I felt I was making that exact point :slight_smile: If x were passed as a reference in Julia, it would behave just like the C++ program. Edit Bad example. If I want that behavior in Julia, I explicitly need to pass a Ref to modx and dereference it,
while in C++ I can write a function that accepts a reference unbeknownst to the caller with all the hideous side effects.

Again, no, that’s because x[] = is not pure assignment but a syntactic sugar for setindex! which is an in-place operation. The difference you’re showing is in the semantic of assignment between C/C++ and Julia.

In a sense I may agree with you that there isn’t much difference with passing by reference for mutable objects. My point was that there aren’t different evaluation strategies, it’s always pass-by-sharing, strategy which is fairly popular in dynamic languages, not even specific to Julia or other niche languages.
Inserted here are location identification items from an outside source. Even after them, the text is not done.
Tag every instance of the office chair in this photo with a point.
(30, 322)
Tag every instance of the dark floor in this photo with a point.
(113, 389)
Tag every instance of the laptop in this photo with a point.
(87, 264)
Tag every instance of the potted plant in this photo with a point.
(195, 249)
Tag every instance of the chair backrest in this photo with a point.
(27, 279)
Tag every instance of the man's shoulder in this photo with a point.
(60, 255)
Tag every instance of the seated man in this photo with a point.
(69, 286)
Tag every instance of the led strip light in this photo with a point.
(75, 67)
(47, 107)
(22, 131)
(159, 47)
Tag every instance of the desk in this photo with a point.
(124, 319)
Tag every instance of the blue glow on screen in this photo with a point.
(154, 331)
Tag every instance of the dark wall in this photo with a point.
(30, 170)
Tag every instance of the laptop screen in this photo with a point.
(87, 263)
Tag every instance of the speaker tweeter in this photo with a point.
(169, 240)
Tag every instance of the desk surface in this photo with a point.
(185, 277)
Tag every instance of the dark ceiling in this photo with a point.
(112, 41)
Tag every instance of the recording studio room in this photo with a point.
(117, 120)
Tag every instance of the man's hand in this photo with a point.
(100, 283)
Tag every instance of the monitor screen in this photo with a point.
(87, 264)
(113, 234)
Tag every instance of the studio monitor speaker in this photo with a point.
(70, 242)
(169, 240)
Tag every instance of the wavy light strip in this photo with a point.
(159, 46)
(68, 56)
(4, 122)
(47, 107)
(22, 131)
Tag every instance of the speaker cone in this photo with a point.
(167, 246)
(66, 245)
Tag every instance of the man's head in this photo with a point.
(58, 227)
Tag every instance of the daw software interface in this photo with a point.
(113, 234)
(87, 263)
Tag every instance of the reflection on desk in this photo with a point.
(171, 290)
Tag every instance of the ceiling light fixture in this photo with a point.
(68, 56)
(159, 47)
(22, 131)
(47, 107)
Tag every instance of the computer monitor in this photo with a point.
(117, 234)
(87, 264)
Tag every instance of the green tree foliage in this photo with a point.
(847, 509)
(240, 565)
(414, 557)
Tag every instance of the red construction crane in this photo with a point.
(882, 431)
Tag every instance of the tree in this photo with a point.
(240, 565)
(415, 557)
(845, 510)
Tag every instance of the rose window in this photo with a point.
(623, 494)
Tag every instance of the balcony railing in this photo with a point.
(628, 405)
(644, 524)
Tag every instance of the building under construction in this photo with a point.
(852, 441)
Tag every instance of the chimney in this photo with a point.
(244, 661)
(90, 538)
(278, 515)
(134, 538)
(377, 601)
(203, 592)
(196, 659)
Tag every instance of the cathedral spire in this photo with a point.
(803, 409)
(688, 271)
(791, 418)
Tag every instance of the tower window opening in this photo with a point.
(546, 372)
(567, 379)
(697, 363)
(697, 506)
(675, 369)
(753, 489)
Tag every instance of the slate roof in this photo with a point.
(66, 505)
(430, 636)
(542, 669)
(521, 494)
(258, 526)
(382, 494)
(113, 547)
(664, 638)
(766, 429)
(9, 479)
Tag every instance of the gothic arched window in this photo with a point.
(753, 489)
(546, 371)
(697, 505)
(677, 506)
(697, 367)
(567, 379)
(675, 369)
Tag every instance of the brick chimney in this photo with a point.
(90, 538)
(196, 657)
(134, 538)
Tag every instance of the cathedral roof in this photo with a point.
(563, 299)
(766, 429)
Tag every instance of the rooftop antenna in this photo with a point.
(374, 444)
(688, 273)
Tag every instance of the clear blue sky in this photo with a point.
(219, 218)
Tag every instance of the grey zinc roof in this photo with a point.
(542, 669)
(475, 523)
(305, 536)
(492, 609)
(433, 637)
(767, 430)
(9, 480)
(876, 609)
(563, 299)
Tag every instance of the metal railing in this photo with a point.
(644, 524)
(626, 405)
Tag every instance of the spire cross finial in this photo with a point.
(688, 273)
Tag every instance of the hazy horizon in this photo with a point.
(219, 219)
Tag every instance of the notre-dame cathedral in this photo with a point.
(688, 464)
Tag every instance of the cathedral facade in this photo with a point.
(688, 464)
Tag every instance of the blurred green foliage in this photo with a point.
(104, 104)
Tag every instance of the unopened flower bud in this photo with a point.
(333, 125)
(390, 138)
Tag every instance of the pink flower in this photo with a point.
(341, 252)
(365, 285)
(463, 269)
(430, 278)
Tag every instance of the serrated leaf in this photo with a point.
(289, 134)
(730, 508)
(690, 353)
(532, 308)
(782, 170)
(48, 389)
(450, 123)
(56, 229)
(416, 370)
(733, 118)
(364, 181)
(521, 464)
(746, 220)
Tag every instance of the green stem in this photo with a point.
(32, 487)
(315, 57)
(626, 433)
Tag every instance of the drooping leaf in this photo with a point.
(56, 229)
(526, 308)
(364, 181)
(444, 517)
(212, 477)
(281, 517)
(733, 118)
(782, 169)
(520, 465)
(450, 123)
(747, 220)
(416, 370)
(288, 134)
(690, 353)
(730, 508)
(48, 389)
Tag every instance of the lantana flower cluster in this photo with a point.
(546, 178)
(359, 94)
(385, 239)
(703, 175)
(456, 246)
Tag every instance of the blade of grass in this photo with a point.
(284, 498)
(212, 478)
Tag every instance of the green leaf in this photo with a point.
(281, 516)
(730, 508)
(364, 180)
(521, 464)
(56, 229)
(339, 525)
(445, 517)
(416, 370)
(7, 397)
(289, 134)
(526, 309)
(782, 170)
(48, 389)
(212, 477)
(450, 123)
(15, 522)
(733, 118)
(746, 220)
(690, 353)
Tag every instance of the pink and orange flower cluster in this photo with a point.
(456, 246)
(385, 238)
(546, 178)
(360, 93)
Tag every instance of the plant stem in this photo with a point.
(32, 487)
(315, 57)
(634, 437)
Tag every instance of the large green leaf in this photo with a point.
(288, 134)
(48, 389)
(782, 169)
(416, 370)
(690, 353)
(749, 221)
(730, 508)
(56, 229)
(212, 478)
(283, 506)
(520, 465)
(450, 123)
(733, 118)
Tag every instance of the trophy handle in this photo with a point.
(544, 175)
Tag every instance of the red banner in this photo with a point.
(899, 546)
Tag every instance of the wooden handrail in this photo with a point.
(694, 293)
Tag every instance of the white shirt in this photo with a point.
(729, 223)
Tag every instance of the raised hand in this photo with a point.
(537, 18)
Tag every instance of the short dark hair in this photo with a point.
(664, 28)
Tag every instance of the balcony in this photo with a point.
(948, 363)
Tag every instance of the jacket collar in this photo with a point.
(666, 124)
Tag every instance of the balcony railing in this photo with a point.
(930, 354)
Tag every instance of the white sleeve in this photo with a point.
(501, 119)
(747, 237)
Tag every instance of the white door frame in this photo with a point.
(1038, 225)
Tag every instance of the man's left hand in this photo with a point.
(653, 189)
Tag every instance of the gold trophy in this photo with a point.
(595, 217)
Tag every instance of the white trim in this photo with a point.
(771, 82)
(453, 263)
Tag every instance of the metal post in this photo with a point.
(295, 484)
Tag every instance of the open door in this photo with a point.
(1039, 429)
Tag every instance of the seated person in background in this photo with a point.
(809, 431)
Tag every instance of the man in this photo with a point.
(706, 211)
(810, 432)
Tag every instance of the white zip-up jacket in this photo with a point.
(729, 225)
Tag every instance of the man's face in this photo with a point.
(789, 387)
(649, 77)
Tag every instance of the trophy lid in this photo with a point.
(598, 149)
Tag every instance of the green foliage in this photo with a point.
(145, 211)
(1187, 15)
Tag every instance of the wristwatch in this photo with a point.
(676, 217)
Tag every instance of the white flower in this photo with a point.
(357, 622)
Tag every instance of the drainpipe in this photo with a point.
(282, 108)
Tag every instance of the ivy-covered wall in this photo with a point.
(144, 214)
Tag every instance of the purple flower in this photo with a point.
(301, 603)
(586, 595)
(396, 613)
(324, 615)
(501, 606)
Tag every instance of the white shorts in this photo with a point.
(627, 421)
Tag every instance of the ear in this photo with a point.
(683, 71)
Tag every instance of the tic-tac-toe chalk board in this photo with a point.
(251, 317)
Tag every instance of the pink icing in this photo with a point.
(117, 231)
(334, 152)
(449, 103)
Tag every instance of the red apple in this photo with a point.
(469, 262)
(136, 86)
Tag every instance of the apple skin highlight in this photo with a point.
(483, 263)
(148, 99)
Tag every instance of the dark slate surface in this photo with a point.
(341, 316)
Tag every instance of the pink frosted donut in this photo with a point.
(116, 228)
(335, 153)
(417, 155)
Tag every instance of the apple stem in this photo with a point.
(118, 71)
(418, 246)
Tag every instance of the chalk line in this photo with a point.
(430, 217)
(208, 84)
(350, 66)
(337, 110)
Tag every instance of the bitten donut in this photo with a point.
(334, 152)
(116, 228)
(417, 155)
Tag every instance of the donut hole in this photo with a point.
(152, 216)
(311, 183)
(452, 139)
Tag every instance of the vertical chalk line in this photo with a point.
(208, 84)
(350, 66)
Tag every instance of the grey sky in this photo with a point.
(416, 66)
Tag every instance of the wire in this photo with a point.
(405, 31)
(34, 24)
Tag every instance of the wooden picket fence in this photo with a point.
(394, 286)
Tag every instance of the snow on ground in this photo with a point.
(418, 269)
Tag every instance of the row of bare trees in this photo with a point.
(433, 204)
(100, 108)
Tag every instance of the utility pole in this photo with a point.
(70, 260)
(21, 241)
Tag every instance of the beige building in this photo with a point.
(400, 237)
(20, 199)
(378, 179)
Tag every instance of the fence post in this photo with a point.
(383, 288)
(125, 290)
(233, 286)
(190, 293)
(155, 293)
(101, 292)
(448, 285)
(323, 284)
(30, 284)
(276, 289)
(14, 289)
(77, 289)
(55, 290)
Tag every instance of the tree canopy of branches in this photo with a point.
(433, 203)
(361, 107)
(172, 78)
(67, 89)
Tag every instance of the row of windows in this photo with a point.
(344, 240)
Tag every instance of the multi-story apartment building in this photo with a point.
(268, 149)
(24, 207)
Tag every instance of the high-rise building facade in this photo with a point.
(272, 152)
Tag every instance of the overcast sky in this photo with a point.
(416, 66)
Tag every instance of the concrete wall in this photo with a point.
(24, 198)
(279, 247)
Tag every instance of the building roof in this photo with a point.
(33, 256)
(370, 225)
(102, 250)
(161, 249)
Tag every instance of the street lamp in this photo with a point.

I tend to summaries it with “mutable objects can be mutated and immutable ones can’t” (and in fact the use of Ref suggested above meant to wrap an immutable object inside a mutable container to simulate the ability to mutate it), but for example this is very different from fortran where you can modify pretty much everything (unless limited by in/out scoping probably?). In Julia it’s fairly easy to know whether a type is mutable or not, for example I find that more opaque in python (probably all classes are mutable?)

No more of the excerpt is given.